Ein zweiter Kritikpunkt am Busverkehr nach Nellingen: Die Busse für die Schüler sind gelegentlich überfüllt. Schwer in den Griff zu kriegen, weiß Barth. Bei gutem Wetter steigen viele Schüler aufs Rad um, das sie flexibler macht. Doch bei schlechtem Wetter kurzfristig die Kapazität zu erhöhen, schaffe kein Unternehmen, meint Barth. Man werde aber mit der Firma über eine Kapazitätsausweitung im Winter sprechen.

Seit Dezember 2016 hält der schnelle Relexbus ab morgens um 5.15 Uhr stündlich in Denkendorf. Für 2,90 Euro bringt einen der X10 in 18 Minuten zum Flughafen – wenn die L 1204 nicht gerade als verstopfte Schleichstrecke dient. Ein „Erfolgsmodell“, sagt der Bürgermeister. Der Bus, der in Kirchheim startet, werde von Urlaubern und Pendlern gleichermaßen genutzt. Zwar liege die Haltestelle am Ortsrand, aber spätestens an der Randstraße in Neuhausen erkenne der Fahrgast den Vorteil, wenn der Bus keinen Schlenker in den Ortskern mache, sondern direkt zum Flughafen fahre.

Innerorts läuft ein weiteres Erfolgsmodell: der Bürgerbus, der seit 2011 montags bis freitags seine Runden dreht und die Fahrgäste zum Einkaufsmarkt, zum Friedhof oder zum Freibad bringt. Mehr als 30 000 Fahrgäste wurden bislang gezählt. Die älteren Leute seien für das Angebot sehr dankbar, berichtet Barth, denn es erhalte die Selbstständigkeit noch einige Jahre. Die Fahrzeit zum Freibad, etwa vom Wohngebiet Lange Äcker, ist mit 45 Minuten für jüngere Leute oder Eltern mit Kindern nicht gerade attraktiv. Aber schon die Teilstrecke bis zu Weingartstraße – 13 Minuten – bringt eine erhebliche Erleichterung.

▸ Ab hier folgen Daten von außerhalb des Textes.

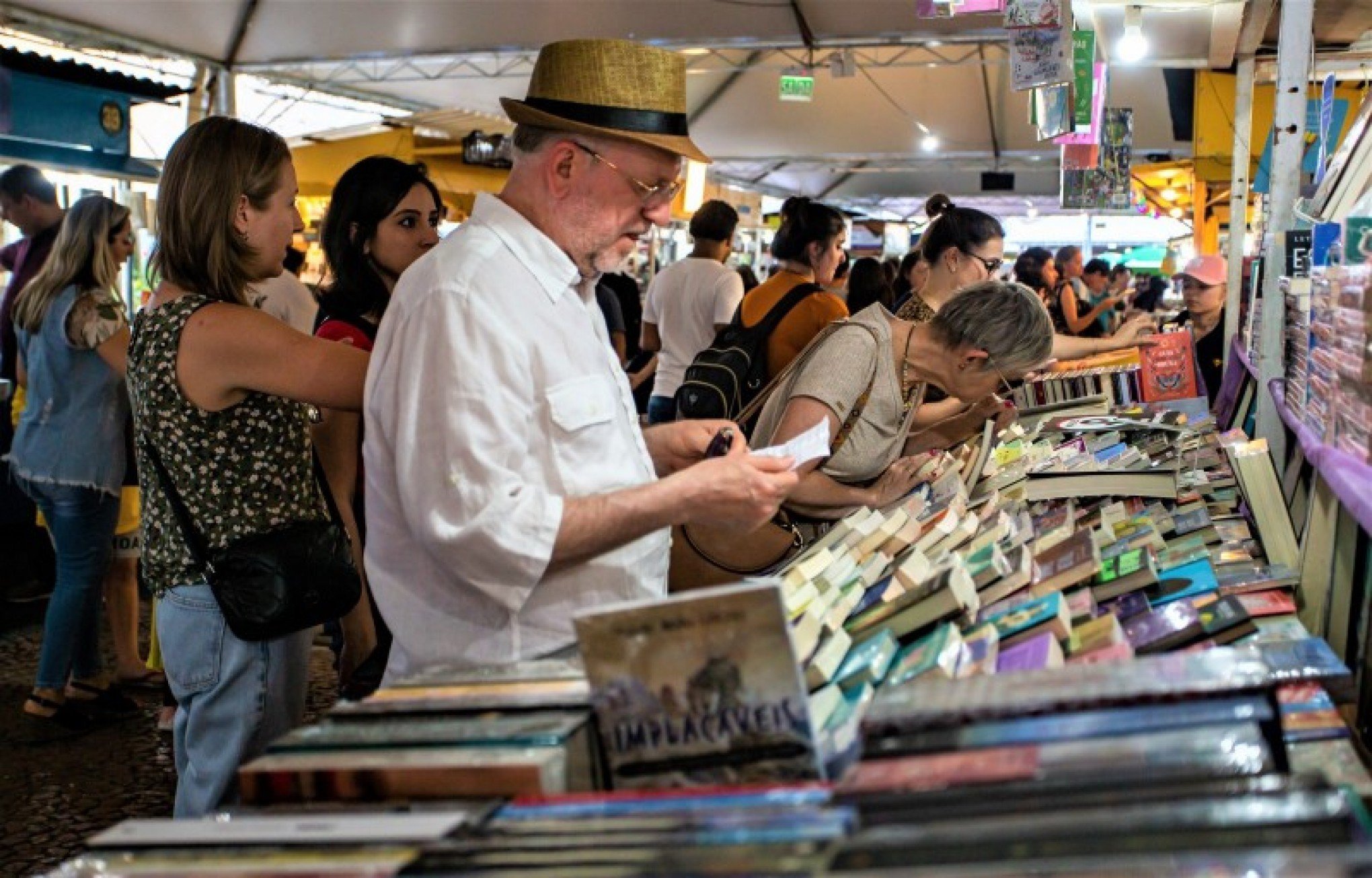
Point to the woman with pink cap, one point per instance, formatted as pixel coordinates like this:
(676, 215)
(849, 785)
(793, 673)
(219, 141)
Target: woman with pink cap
(1204, 283)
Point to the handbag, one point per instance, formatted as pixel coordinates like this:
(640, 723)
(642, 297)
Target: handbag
(711, 556)
(279, 582)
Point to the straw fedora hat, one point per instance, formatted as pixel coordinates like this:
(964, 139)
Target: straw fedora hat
(615, 88)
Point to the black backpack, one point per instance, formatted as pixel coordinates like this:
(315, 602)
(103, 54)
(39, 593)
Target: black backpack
(729, 373)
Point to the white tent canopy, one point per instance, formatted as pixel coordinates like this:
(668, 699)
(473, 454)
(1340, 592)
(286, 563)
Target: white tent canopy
(858, 142)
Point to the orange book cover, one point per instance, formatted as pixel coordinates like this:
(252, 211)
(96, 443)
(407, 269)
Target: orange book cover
(1170, 368)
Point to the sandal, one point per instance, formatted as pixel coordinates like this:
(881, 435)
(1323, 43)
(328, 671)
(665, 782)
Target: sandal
(109, 701)
(149, 681)
(65, 723)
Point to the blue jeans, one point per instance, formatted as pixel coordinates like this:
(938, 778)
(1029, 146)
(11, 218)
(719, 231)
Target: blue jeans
(233, 697)
(662, 409)
(81, 523)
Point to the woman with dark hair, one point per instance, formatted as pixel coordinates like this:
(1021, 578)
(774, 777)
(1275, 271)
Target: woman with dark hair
(1039, 270)
(868, 286)
(911, 277)
(808, 248)
(383, 216)
(221, 397)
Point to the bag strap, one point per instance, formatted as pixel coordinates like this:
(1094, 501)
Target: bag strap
(192, 537)
(778, 312)
(761, 400)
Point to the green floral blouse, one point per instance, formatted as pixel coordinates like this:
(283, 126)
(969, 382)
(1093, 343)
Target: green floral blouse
(241, 471)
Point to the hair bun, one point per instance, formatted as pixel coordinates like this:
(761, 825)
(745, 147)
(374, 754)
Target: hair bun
(938, 205)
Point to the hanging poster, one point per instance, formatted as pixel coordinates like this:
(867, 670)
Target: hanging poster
(1084, 157)
(1108, 187)
(1034, 14)
(1039, 57)
(936, 9)
(1083, 73)
(1098, 109)
(1051, 108)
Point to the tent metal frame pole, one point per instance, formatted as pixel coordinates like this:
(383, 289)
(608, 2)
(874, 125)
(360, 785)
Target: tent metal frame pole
(1238, 198)
(1287, 153)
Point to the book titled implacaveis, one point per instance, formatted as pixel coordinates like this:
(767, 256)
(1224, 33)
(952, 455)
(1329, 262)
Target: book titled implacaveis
(699, 689)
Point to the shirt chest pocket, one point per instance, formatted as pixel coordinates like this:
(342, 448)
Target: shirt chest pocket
(590, 447)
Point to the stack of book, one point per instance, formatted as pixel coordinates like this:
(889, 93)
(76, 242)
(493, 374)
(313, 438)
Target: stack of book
(970, 677)
(445, 733)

Den Aufruf der Landesregierung, „Mobilität neu zu denken“, hat der junge Bürgermeister durchaus gehört. Am Hebel, um die Infrastruktur zu verändern, sitzt er nicht, aber er träumt von Verbesserungen. In Zeiten, in denen auf den westlichen Fildern über eine Seilbahn nachgedacht werde, dürfe eine Gemeinde mit 11 000 Einwohnern darauf aufmerksam machen, dass sie am Schienenanschluss interessiert sei. Das Projekt müsse auf regionaler Ebene forciert werden. Zeitlich näher liegt der ICE-Halt am Flughafen. Darauf wartet man in Denkendorf. Dann müsse man die Busverbindungen neu ausrichten, meint Barth. Theoretisch benötigt man dann mit X10 und ICE eine Viertelstunde weniger als mit der Linie 119 und der U 8, um an den Stuttgarter Hauptbahnhof zu gelangen.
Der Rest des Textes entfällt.